At a lacklustre dinner to celebrate the 40th birthday of his colleague Nikolaj (played by Magnus Millang), Martin opens up about the disappointments in his life, but after shedding a tear or two, he throws off his Nordic melancholy with the help of a few drinks, and has fun getting hammered with his friends (who also include PE teacher Tommy, played by Thomas Bo Larsen, and music teacher Peter, played by Lars Ranthe).
The friends subsequently instigate an experiment, based on a theory by obscure, real-life Norwegian psychiatrist Finn Skarderud, which posits that humans are born with a deficit in their blood alcohol levels of 0.05%. They agree to drink sufficient alcohol to rectify this deficit during their working day (knocking off the sauce by 8pm), and to record the results.

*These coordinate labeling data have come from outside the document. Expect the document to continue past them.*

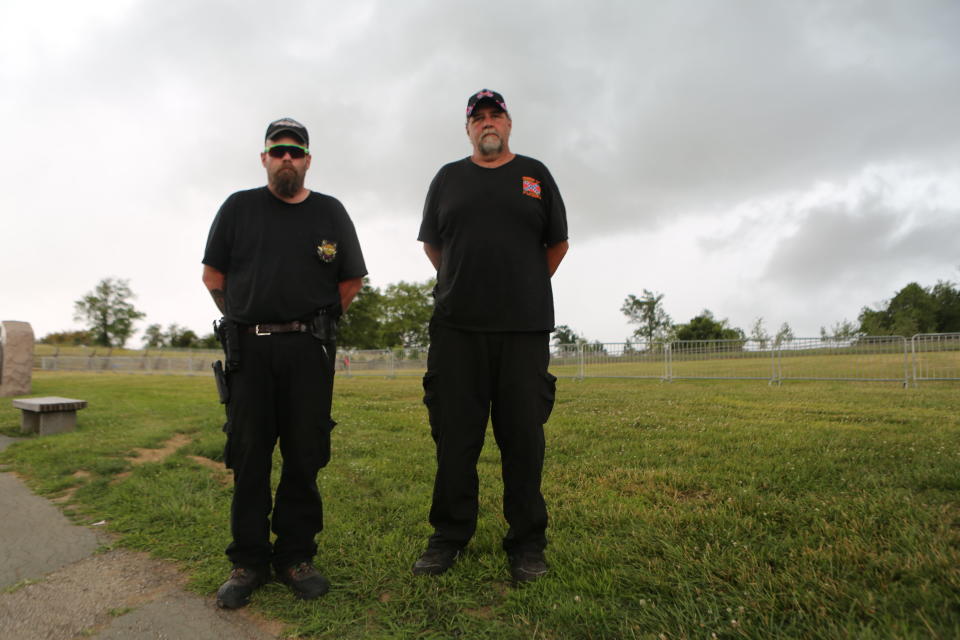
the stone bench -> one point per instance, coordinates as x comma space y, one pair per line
48, 415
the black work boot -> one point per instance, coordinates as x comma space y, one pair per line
305, 581
433, 562
527, 566
236, 591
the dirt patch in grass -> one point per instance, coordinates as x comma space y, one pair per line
222, 473
168, 448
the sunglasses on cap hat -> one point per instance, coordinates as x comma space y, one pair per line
279, 150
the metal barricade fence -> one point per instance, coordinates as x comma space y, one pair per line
925, 357
876, 358
721, 360
936, 356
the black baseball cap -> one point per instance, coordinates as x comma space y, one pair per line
485, 94
287, 125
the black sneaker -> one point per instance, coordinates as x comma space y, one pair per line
236, 591
527, 566
305, 581
433, 562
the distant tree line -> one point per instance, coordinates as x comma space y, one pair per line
399, 315
912, 310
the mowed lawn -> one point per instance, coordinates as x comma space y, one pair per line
691, 509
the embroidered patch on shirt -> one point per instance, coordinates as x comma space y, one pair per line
327, 250
531, 187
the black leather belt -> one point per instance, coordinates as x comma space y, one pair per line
284, 327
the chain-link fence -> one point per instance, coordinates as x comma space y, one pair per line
924, 357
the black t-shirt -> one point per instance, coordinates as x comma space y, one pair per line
493, 226
283, 261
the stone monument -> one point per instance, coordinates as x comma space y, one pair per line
16, 358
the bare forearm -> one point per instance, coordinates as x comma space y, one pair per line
348, 291
555, 255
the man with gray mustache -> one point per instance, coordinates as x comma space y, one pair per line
494, 226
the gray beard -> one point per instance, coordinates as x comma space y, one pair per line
287, 184
490, 145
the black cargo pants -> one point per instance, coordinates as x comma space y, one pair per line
473, 376
282, 391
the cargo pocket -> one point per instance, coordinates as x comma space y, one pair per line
430, 400
548, 395
227, 449
325, 442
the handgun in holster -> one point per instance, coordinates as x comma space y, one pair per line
323, 326
221, 377
228, 333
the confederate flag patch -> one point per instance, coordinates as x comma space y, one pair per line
531, 187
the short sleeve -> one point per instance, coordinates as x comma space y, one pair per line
353, 265
556, 228
219, 240
430, 225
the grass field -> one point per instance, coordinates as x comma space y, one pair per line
684, 510
889, 362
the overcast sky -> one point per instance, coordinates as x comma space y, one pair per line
793, 161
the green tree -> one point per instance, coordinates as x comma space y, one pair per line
360, 327
785, 334
648, 313
153, 337
947, 298
208, 341
759, 334
407, 307
912, 310
181, 337
75, 338
843, 330
108, 312
706, 327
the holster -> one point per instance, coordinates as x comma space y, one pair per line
323, 326
223, 390
228, 333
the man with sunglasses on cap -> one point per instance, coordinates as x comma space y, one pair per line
282, 263
495, 228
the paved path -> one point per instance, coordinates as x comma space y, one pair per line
55, 585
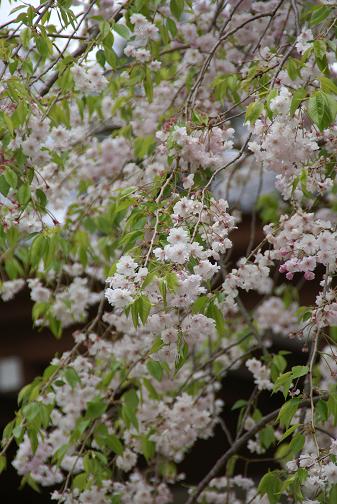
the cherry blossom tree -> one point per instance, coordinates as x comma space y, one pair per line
125, 126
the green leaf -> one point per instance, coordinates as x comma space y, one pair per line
240, 403
177, 8
299, 95
298, 371
271, 485
24, 194
155, 369
71, 376
3, 463
148, 84
294, 68
288, 432
267, 436
122, 30
4, 186
327, 85
322, 109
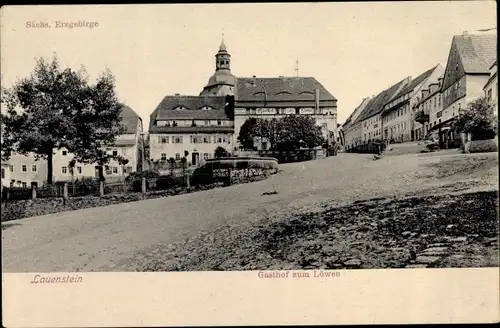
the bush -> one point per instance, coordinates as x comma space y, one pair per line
478, 120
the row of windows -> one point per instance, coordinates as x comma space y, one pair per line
24, 168
114, 152
455, 86
196, 139
371, 121
177, 156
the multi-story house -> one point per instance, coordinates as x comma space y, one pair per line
491, 86
273, 97
429, 110
196, 124
398, 114
372, 119
352, 128
269, 98
222, 82
467, 71
26, 170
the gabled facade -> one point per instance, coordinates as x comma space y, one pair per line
491, 87
222, 82
429, 109
467, 70
196, 124
26, 170
278, 97
399, 114
373, 125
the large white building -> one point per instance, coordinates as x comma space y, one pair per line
196, 124
399, 114
275, 97
491, 86
26, 170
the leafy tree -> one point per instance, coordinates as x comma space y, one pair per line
56, 108
221, 152
297, 131
478, 119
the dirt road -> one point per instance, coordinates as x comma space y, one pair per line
111, 238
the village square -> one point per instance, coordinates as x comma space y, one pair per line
253, 172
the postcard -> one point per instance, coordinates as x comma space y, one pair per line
249, 164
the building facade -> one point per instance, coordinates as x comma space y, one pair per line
467, 71
27, 171
193, 124
222, 82
372, 124
269, 98
352, 129
399, 114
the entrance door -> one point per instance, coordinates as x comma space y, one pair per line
195, 158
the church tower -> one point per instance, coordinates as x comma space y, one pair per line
222, 58
222, 82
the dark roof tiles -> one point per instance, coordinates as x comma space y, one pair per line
189, 108
280, 89
130, 119
415, 82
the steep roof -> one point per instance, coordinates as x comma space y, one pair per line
377, 103
189, 108
415, 82
361, 106
130, 119
477, 52
280, 89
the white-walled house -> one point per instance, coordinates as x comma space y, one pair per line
352, 128
491, 87
196, 124
399, 114
29, 171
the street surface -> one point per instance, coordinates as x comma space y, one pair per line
111, 238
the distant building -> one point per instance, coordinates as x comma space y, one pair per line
222, 82
26, 171
273, 97
352, 127
398, 114
281, 96
371, 118
467, 71
491, 86
429, 109
196, 124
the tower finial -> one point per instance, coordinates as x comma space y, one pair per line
222, 45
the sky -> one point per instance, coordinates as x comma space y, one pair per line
354, 49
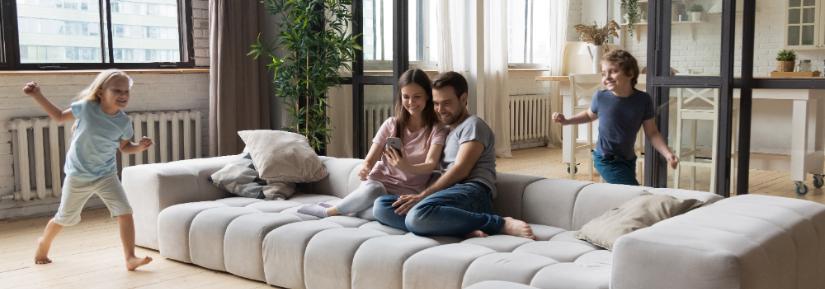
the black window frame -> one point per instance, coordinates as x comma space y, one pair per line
11, 45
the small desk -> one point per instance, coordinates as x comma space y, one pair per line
804, 158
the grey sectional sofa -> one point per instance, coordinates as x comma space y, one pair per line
740, 242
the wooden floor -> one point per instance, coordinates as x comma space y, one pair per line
89, 255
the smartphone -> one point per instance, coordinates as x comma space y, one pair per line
395, 143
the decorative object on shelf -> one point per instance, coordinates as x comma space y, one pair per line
696, 12
785, 60
631, 13
597, 37
312, 46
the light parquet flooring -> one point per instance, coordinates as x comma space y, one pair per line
89, 255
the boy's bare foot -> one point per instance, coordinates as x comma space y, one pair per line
133, 263
42, 254
476, 234
517, 228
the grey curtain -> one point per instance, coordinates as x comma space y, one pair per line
239, 95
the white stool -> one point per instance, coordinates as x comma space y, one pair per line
698, 104
582, 88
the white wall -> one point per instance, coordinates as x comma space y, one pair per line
152, 91
771, 119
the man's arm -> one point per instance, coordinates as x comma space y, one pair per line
468, 154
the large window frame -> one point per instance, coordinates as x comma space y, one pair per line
10, 48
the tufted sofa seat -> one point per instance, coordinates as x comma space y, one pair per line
740, 242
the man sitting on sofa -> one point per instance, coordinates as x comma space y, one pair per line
459, 203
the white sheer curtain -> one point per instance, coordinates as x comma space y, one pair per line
495, 96
473, 41
558, 37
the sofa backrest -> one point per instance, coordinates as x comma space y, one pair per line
562, 203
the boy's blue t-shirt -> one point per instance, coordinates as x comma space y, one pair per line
619, 121
96, 140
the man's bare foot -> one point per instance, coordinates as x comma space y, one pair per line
476, 234
133, 263
517, 228
42, 254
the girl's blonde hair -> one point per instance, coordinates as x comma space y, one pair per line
91, 92
626, 62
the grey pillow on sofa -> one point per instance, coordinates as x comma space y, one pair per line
639, 212
281, 156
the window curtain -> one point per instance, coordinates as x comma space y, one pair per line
473, 41
239, 97
559, 9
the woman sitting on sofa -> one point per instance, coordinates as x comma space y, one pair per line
388, 170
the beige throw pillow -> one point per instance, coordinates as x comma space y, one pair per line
639, 212
281, 156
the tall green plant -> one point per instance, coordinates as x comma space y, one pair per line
631, 9
314, 45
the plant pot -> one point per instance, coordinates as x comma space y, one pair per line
784, 66
695, 16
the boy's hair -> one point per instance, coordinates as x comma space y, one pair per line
402, 116
626, 62
90, 92
452, 79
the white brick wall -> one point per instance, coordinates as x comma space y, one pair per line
152, 91
771, 119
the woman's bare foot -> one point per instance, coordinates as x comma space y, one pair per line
42, 254
476, 234
517, 228
133, 263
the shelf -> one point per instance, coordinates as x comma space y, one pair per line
639, 25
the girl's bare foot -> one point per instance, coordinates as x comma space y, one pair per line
42, 254
476, 234
517, 228
133, 263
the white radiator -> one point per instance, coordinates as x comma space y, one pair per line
39, 148
530, 118
374, 115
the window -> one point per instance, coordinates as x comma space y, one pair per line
70, 34
378, 33
528, 45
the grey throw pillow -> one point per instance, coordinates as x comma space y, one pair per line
639, 212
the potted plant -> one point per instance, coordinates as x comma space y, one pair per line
631, 13
312, 46
696, 12
785, 60
597, 37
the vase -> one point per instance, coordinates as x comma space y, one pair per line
596, 52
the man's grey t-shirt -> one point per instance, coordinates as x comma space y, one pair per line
619, 121
473, 129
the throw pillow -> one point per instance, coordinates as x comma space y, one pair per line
282, 156
639, 212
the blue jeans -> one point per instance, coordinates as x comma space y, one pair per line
454, 211
616, 170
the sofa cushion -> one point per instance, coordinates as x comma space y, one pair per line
639, 212
283, 156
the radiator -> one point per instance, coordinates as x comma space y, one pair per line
374, 115
530, 118
39, 147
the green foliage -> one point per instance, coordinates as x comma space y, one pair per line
786, 55
315, 44
631, 9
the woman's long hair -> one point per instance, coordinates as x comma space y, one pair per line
402, 116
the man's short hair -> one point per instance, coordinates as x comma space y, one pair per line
452, 79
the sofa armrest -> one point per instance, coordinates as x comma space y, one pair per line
153, 187
748, 241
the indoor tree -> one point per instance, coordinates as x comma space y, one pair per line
312, 46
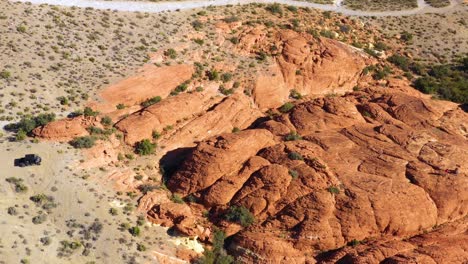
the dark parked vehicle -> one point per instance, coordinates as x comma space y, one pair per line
28, 160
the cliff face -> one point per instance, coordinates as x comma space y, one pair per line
369, 166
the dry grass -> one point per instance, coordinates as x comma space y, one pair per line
380, 5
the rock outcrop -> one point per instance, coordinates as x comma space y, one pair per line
367, 166
311, 66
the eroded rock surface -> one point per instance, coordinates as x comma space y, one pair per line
378, 166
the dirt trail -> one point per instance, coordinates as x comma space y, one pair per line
337, 6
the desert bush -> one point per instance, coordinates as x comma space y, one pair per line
39, 219
177, 199
333, 190
134, 231
89, 112
275, 8
292, 136
400, 61
151, 101
294, 174
145, 147
217, 254
240, 215
155, 134
286, 107
83, 142
295, 156
4, 74
449, 81
294, 94
18, 184
141, 247
226, 77
28, 123
213, 75
171, 53
106, 121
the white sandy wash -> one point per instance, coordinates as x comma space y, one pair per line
152, 7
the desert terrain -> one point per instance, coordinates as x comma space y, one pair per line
255, 133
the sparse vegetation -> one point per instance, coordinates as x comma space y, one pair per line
83, 142
217, 255
286, 107
240, 215
151, 101
295, 156
145, 147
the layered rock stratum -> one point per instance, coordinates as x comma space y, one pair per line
358, 171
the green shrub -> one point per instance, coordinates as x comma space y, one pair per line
134, 231
295, 156
406, 36
141, 247
213, 75
294, 174
171, 53
234, 40
380, 46
449, 82
226, 77
292, 136
145, 147
5, 74
275, 8
177, 199
89, 112
21, 29
295, 94
83, 142
231, 19
39, 219
20, 135
286, 107
155, 134
240, 215
27, 124
225, 91
106, 121
151, 101
401, 62
333, 190
197, 24
217, 254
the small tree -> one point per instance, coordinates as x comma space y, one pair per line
295, 156
286, 107
145, 147
240, 215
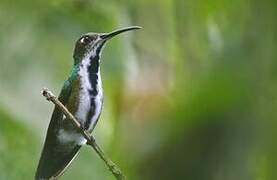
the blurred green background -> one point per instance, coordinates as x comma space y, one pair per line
190, 96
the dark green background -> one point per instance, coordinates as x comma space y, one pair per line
190, 96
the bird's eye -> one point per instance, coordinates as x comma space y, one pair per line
85, 40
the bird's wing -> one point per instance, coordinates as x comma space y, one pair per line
56, 156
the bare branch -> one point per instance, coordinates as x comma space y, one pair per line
90, 139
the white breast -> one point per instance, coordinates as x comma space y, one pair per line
84, 105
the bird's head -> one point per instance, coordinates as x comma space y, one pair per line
90, 44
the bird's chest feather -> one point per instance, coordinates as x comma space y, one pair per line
90, 98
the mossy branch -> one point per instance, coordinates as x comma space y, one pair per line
90, 139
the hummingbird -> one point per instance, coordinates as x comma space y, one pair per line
82, 94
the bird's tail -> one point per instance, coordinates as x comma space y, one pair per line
54, 160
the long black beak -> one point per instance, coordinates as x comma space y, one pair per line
110, 35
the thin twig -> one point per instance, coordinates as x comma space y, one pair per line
90, 139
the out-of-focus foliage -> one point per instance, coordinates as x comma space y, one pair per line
190, 96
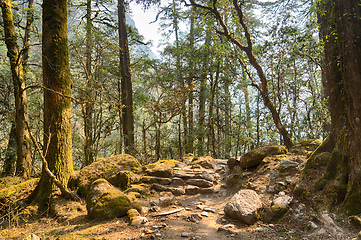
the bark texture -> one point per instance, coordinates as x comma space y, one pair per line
57, 109
126, 82
341, 31
23, 163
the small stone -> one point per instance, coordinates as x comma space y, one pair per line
154, 203
204, 214
311, 226
154, 209
213, 210
229, 226
230, 231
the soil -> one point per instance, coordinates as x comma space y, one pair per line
199, 216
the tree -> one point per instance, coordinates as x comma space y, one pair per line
23, 165
126, 82
89, 105
341, 33
247, 48
57, 100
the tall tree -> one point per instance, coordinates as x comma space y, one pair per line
126, 82
23, 165
247, 48
341, 32
57, 99
89, 104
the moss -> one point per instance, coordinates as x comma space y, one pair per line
352, 203
138, 207
142, 188
108, 168
105, 201
121, 180
14, 190
132, 214
161, 168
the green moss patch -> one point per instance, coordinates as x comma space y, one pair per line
161, 168
105, 201
117, 169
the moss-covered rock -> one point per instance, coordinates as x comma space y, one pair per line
205, 162
122, 179
318, 161
152, 179
306, 146
13, 192
116, 169
254, 158
142, 189
161, 168
105, 201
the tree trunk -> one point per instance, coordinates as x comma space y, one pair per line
10, 154
126, 82
341, 31
248, 50
57, 94
29, 22
203, 93
23, 164
190, 137
212, 134
89, 104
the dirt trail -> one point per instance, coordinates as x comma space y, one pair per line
202, 216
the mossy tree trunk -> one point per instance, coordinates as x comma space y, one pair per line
249, 51
23, 164
203, 91
88, 112
57, 96
341, 31
126, 82
10, 154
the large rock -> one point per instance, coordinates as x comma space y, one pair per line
199, 183
116, 169
161, 168
245, 206
254, 158
105, 201
205, 162
306, 146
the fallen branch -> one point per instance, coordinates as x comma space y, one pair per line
64, 191
167, 213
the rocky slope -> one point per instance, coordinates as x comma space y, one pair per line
196, 198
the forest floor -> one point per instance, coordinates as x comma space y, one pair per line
198, 216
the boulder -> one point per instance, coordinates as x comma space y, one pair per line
152, 179
254, 158
204, 162
191, 190
105, 201
244, 206
287, 164
115, 169
280, 206
161, 168
135, 218
306, 146
199, 183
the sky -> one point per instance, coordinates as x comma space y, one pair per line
143, 23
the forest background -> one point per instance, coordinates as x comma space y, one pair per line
199, 97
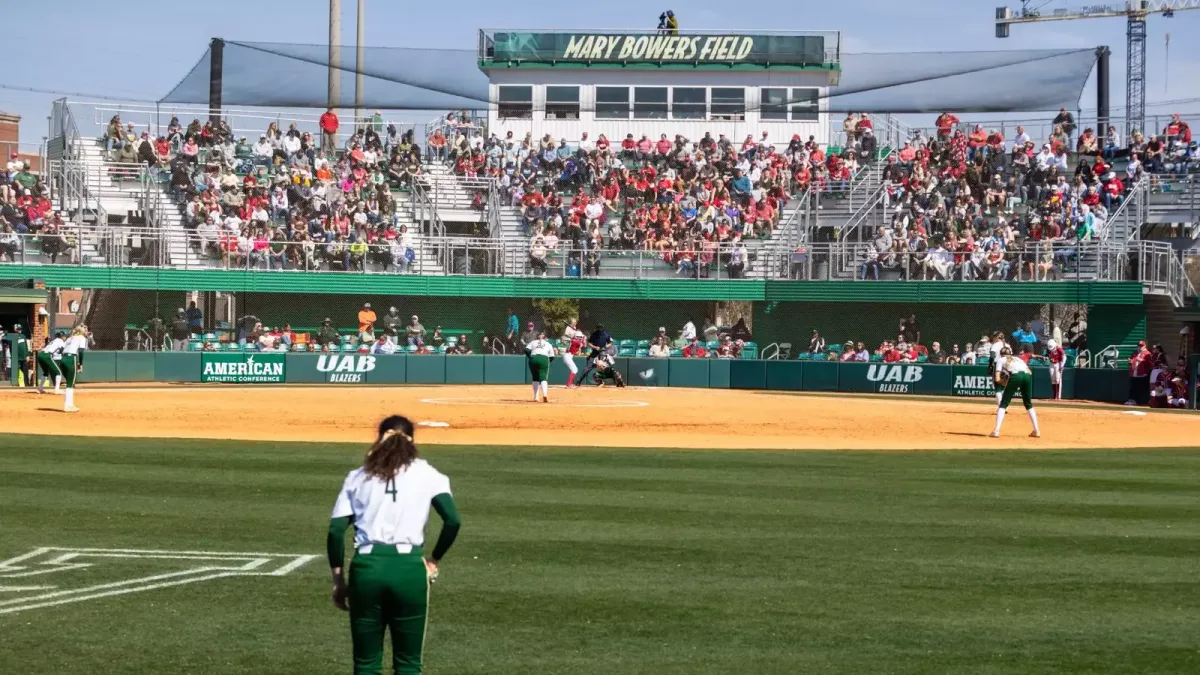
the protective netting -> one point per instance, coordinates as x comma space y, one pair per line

The results of the experiment fulfil a predictable arc, recording early successes in reinvigorating the curriculum, breathing life into the friends’ lessons and restoring some much-needed intimacy and spontaneity to Martin’s marriage and to his relationship with his children. However, inspired by their newly positive (and permanently a bit pissed) outlook on life, the four friends decide to take the experiment to the next level, and go all out, with results that veer between tragedy, anarchy and farce. The film takes on a serious topic from an often humorous and always irreverent angle, though it doesn’t turn away from the human cost of the men’s absurdist project.
Mads Mikkelsen is a revelation in this film, booting Claes Bang out of the top spot on my Scandi crush chart, and performing an unexpected, joyous and jaw-dropping dance routine that helped bring the film from straightforwardly good to superlative.